A new report by Ohio Policy Matters estimates that repealing the Affordable Care Act, also known as Obamacare, without offering a substitute measure could jeopardize the medical coverage of a million Ohioans and deal a large financial blow to Ohio healthcare services.
The report estimates that 700,000 Ohioans currently have insurance via the state's Medicaid expansion. Another 212,000 have health care through the ACA marketplace.
Wendy Patton with Ohio Policy Matters says if this population were to suddenly lose their insurance, state hospitals could be saddled with $15 billion dollars in additional costs for treating the uninsured.
"The outcomes of the Affordable Care Act, the Medicaid expansion, have been strengthening our health and hospital systems, particularly in our rural counties," Patton says.
The report also states that Ohio would lose $3.5 billion dollars in federal funding - money that would then have to come out of the state budget. By 2028, those losses could grow to more than $42 billion.

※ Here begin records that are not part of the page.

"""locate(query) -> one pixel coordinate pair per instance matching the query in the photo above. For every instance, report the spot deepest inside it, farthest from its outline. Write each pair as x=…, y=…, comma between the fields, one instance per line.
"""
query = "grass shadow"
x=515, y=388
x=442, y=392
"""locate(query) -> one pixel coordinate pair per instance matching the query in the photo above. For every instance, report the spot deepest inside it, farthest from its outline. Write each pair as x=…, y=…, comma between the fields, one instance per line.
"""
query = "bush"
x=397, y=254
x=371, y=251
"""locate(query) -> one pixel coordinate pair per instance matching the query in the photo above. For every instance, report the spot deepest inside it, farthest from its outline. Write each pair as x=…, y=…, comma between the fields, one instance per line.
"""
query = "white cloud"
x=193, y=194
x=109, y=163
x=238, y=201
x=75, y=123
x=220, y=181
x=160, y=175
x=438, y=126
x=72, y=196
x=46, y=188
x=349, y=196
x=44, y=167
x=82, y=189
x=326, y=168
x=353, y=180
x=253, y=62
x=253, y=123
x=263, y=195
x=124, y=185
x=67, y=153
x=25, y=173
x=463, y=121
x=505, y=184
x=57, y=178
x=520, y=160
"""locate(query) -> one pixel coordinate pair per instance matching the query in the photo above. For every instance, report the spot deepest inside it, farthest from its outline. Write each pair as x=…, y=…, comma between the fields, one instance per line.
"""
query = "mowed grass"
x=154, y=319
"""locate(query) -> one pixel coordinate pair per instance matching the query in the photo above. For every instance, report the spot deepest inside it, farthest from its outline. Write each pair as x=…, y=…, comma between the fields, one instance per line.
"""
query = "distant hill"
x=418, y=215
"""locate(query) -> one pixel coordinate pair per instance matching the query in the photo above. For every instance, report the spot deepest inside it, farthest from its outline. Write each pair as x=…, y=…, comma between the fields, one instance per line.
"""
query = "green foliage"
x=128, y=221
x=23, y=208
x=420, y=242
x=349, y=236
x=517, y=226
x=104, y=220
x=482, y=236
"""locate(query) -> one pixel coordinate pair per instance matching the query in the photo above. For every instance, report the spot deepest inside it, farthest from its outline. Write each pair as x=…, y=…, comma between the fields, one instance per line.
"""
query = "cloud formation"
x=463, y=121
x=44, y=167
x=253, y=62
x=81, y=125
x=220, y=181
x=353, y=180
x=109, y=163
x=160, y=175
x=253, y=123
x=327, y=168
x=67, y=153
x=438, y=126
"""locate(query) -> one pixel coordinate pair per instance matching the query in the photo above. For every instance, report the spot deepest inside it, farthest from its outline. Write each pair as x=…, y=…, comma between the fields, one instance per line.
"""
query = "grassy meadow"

Greg Larson with the Buckeye Institute says repealing the Affordable Care Act is necessary, but as Republican lawmakers have suggested, it must be replaced with something else.
"Obviously there must be a replacement, because there's a reason we got Obamacare in the first place... Things weren't working," Larson says.
Larson says allowing more competition into the existing insurance market could improve the variety of health care plans available. In order to achieve this, he believes the healthcare exchange will likely change from a state-based program to a national program.
"We have to figure out, how do we get... the best quality for the most people at the most affordable price that doesn't put individuals in bankruptcy and that doesn't put governments overtime in bankruptcy," Larson says.